Step 1: Sign Up and Set Up a NodeShift Cloud Account
Visit the NodeShift Platform and create an account. Once you’ve signed up, log into your account.
Follow the account setup process and provide the necessary details and information.
Step 2: Create a GPU Node (Virtual Machine)
GPU Nodes are NodeShift’s GPU Virtual Machines, on-demand resources equipped with diverse GPUs ranging from H100s to A100s. These GPU-powered VMs provide enhanced environmental control, allowing configuration adjustments for GPUs, CPUs, RAM, and Storage based on specific requirements.

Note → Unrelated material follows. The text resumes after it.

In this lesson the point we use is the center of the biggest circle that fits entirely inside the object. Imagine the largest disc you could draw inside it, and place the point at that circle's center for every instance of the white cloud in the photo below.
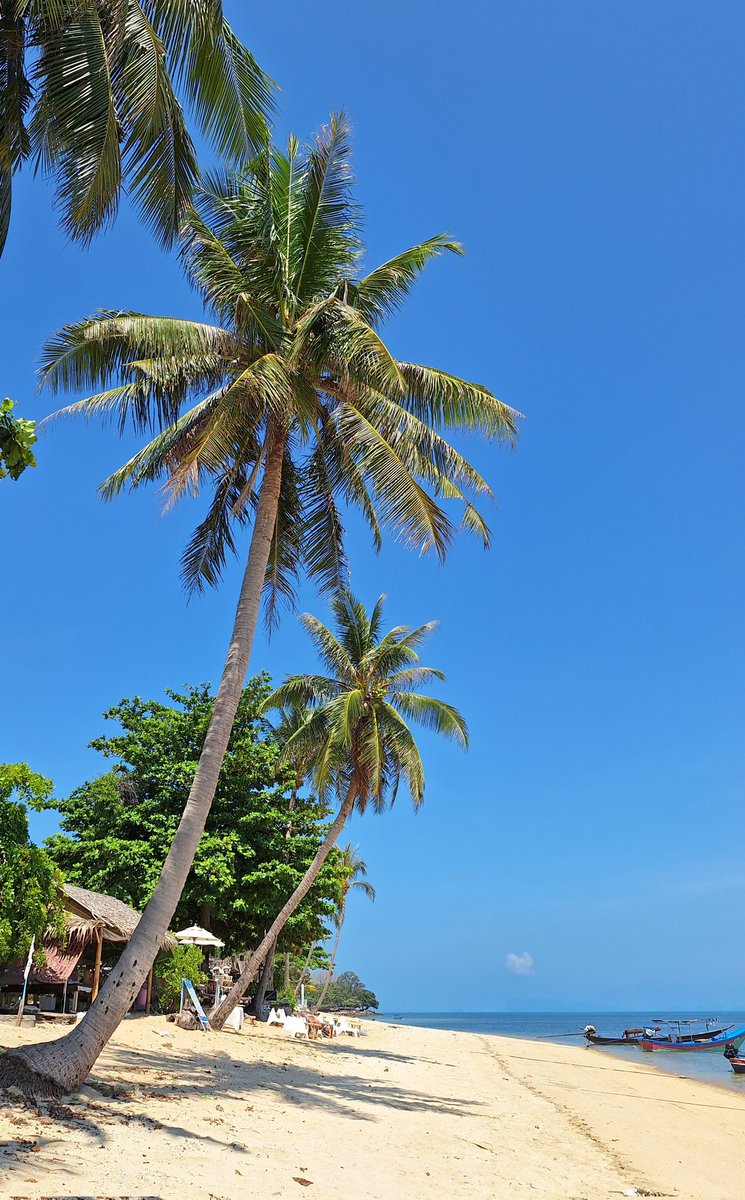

Navigate to the menu on the left side. Select the GPU Nodes option, create a GPU Node in the Dashboard, click the Create GPU Node button, and create your first Virtual Machine deployment.

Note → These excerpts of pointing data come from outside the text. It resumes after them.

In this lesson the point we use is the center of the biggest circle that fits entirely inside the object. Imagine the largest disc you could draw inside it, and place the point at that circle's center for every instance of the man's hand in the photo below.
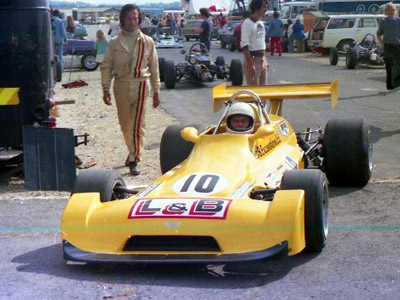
(107, 97)
(156, 100)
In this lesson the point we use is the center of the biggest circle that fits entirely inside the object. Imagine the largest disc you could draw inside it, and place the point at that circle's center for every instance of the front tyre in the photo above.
(315, 186)
(106, 182)
(173, 148)
(347, 152)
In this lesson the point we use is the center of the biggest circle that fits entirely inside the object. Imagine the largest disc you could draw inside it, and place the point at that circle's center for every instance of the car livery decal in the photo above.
(262, 150)
(200, 184)
(283, 129)
(195, 208)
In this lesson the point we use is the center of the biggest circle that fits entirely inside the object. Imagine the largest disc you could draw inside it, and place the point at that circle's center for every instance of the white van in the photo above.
(294, 10)
(342, 31)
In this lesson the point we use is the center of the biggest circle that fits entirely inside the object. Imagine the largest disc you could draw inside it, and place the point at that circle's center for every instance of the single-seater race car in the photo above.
(198, 66)
(223, 197)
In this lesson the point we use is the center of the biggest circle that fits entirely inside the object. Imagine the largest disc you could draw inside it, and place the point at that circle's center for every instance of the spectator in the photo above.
(101, 46)
(253, 45)
(155, 20)
(275, 32)
(205, 28)
(389, 28)
(131, 58)
(299, 36)
(145, 25)
(70, 27)
(114, 27)
(60, 36)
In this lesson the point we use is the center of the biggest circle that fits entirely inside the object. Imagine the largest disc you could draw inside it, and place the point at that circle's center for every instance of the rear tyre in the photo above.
(347, 152)
(351, 58)
(333, 56)
(173, 148)
(106, 182)
(169, 75)
(161, 68)
(314, 184)
(88, 62)
(220, 61)
(235, 72)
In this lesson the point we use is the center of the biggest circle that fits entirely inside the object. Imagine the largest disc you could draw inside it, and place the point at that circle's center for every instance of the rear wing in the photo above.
(276, 93)
(9, 96)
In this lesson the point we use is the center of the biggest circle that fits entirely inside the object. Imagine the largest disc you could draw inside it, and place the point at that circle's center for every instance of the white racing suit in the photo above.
(131, 58)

Step 3: Select a Model, Region, and Storage
In the “GPU Nodes” tab, select a GPU Model and Storage according to your needs and the geographical region where you want to launch your model.
We will use 1 x H100 SXM GPU for this tutorial to achieve the fastest performance. However, you can choose a more affordable GPU with less VRAM if that better suits your requirements.

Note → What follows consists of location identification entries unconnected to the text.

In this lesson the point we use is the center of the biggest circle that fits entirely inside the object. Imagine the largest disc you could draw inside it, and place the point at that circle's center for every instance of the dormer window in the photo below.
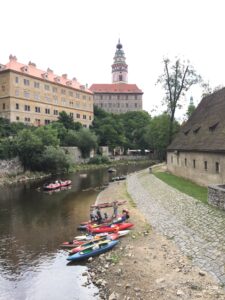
(24, 69)
(2, 67)
(196, 130)
(57, 79)
(186, 131)
(45, 75)
(213, 127)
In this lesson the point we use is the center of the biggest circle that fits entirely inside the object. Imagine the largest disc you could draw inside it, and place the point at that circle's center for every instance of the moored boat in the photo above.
(93, 250)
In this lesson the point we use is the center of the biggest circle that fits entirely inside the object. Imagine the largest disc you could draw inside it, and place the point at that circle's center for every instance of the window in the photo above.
(27, 119)
(36, 85)
(217, 167)
(26, 94)
(47, 122)
(194, 164)
(36, 96)
(37, 109)
(26, 82)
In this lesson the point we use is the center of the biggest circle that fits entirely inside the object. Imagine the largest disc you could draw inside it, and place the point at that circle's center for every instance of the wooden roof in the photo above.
(205, 130)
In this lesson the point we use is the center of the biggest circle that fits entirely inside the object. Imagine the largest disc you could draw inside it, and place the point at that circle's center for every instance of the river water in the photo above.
(33, 224)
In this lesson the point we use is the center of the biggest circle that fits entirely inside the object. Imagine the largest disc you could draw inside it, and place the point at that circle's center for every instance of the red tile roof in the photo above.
(31, 70)
(115, 88)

Step 4: Select Authentication Method
There are two authentication methods available: Password and SSH Key. SSH keys are a more secure option. To create them, please refer to our official documentation.
Step 5: Choose an Image
Next, you will need to choose an image for your Virtual Machine. We will deploy Jais-Adapted-70b Model on a Jupyter Virtual Machine. This open-source platform will allow you to install and run the Jais-Adapted-70b Model on your GPU node. By running this Model on a Jupyter Notebook, we avoid using the terminal, simplifying the process and reducing the setup time. This allows you to configure the model in just a few steps and minutes.
Note: NodeShift provides multiple image template options, such as TensorFlow, PyTorch, NVIDIA CUDA, Deepo, Whisper ASR Webservice, and Jupyter Notebook. With these options, you don’t need to install additional libraries or packages to run Jupyter Notebook. You can start Jupyter Notebook in just a few simple clicks.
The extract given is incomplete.